If the Justices Really Value "Originalism," They Can Only Vote One Way in Guns Case
In NYSRPA v. Bruen, the most important gun case to reach the Supreme Court in the past decade, the justices will decide the future of gun regulation in America. History plays a prominent role in the dozens of briefs filed in the case. And it will present the court’s most conservative justices with a choice: follow their preferred method of judicial interpretation, originalism — which relies upon history, text and tradition — or reach the outcome preferred by political conservatives who, in this case, wish to ignore the long history of regulation and instead rule in favor of nearly unrestricted gun rights.
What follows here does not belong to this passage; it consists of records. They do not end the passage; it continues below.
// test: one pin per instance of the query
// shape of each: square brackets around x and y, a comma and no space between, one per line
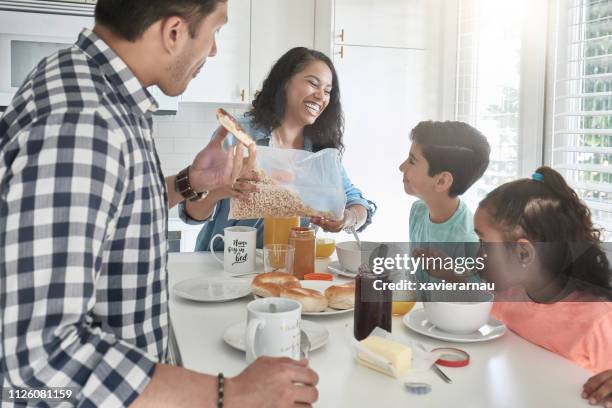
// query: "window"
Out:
[493,91]
[582,123]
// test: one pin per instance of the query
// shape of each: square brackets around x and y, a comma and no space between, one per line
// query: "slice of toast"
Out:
[231,124]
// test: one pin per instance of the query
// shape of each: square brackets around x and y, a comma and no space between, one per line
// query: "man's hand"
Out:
[598,389]
[273,383]
[215,168]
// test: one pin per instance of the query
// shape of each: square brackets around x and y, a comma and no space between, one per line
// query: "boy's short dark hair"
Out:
[455,147]
[130,19]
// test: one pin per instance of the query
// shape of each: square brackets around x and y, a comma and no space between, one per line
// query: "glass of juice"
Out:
[278,258]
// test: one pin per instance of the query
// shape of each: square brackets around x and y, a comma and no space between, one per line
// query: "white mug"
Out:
[238,249]
[273,328]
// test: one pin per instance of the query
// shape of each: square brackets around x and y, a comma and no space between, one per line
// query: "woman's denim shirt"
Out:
[218,220]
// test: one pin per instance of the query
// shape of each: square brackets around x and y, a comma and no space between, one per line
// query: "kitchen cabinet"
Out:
[276,27]
[26,38]
[381,23]
[224,78]
[386,55]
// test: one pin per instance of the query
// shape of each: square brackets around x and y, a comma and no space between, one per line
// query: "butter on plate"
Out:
[397,356]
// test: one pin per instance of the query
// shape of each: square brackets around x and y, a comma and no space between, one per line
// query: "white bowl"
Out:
[459,317]
[351,257]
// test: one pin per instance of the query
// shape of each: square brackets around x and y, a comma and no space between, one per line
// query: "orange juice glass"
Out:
[277,229]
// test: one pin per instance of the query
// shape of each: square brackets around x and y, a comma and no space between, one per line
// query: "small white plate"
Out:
[212,289]
[417,321]
[320,286]
[317,334]
[339,270]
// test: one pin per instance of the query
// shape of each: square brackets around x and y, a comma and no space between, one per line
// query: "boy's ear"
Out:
[444,181]
[174,32]
[525,252]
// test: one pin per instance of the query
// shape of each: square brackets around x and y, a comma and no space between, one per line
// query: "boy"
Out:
[446,158]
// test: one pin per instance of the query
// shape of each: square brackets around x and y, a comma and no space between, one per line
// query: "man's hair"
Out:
[455,147]
[130,19]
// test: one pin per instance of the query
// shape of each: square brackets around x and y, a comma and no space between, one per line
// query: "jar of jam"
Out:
[372,303]
[303,240]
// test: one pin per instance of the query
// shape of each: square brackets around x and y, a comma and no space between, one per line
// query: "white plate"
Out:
[320,286]
[317,334]
[339,270]
[212,289]
[417,321]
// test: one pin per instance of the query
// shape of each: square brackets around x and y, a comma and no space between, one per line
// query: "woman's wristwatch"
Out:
[182,186]
[350,220]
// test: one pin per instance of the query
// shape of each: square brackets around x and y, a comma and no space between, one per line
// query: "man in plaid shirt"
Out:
[83,210]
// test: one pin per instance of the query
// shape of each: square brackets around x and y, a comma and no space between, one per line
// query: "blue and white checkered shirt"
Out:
[83,228]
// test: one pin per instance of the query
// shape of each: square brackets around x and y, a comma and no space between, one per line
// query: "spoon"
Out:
[304,344]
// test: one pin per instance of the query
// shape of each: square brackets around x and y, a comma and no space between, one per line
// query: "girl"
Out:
[544,255]
[297,108]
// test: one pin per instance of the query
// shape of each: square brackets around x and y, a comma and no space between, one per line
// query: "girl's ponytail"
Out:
[546,211]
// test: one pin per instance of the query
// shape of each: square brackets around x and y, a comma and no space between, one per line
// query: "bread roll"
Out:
[341,296]
[269,284]
[311,300]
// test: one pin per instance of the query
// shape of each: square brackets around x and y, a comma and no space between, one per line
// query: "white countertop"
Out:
[506,372]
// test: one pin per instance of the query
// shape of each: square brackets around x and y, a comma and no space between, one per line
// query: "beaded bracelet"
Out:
[220,390]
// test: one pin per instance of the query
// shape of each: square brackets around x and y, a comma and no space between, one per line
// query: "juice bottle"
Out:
[303,240]
[277,229]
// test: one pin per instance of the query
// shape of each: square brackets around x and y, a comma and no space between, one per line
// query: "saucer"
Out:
[417,321]
[212,289]
[317,334]
[339,270]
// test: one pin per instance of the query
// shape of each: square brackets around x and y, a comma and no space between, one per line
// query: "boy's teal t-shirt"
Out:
[458,228]
[448,237]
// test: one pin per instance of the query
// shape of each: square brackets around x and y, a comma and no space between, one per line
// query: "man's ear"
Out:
[174,32]
[444,181]
[525,252]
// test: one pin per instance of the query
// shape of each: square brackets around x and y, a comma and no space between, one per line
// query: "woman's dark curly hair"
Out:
[550,214]
[270,104]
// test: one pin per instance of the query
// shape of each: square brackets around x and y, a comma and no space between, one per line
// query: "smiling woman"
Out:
[297,108]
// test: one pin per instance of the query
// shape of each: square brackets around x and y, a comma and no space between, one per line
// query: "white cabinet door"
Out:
[225,77]
[385,23]
[276,27]
[384,95]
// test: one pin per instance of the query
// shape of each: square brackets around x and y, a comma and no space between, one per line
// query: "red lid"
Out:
[318,276]
[451,357]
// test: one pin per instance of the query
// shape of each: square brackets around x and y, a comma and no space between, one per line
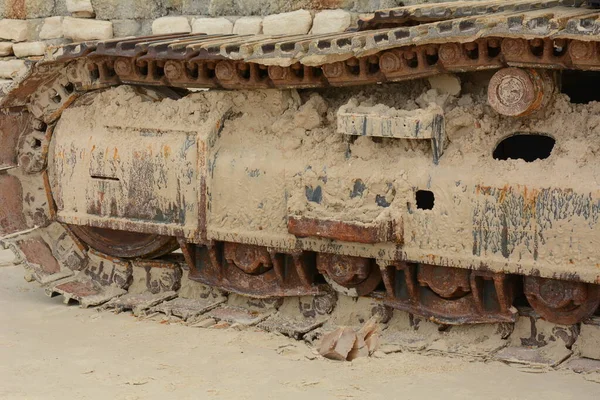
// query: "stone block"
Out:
[128,9]
[28,49]
[51,28]
[331,21]
[22,9]
[12,68]
[14,29]
[126,27]
[212,26]
[166,25]
[248,26]
[195,7]
[79,29]
[80,6]
[6,49]
[292,23]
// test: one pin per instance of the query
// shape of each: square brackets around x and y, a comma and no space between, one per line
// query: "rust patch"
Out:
[449,295]
[344,231]
[11,205]
[38,255]
[12,125]
[291,274]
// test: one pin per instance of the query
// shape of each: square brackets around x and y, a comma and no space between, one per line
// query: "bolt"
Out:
[173,70]
[122,67]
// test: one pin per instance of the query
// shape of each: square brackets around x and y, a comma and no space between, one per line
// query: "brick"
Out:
[79,29]
[248,26]
[292,23]
[171,25]
[12,68]
[14,29]
[331,21]
[126,27]
[52,28]
[6,49]
[212,26]
[27,49]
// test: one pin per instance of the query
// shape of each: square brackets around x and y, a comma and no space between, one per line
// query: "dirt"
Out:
[51,350]
[276,154]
Virtually all the legal historians who have weighed in on the relevant history, with the notable exception of a small handful closely linked to the National Rifle Association, support New York’s version of the history: Regulations limiting armed travel in public, particularly in populous areas, stretch back over seven centuries. This history stands in stark contrast to the alternative version of the past concocted by gun rights’ advocates over the past half century, which has more in common with fantasy than history. In this other reality, early modern England was a gun-toting paradise, antebellum Southern judges who were enslavers spoke for all Americans, North and South, and the efforts of Republicans during Reconstruction to stem the tide of violence in the South by enacting neutral gun laws never happened.
Yet, the historical record is overwhelmingly clear: The gun rights advocates’ version of the past is simply false. If the justices professing to believe in originalism are sincere about their method, this case offers the rare opportunity to prove that originalism is not always a prescription for results-oriented judging that follows a conservative political agenda.
The statute at the center of NYSRPA v. Bruen — which was enacted in 1911 and revised in 1913 — built on a tradition of limiting armed travel in public that is more than 700 years old. This history, among the oldest continuous traditions in Anglo-American law, dates to the Statute of Northampton enacted in 1328. In fact, in early modern England, ordinary Britons were prohibited from traveling armed in public, because doing so was thought to threaten the peace. A popular legal dictionary, a text owned by Thomas Jefferson and John Adams, explained: “By the common law it is an Offense for Persons to go or ride armed with dangerous and unusual Weapons.” While “Gentlemen” could “wear common Armour according to their Quality,” there was no unfettered right of peaceable carry of arms in public.
The American Revolution set in motion a slow process of change that had profound consequences for firearms law. Although the preservation of the peace was no longer rooted in royal authority, the public (we the people) now endowed justices of the peace, sheriffs and constables with the legal authority to function as conservators of the peace. Before the era of professional police forces, these peace officers retained the authority to detain, disarm, arrest and fine those who traveled armed in populated areas.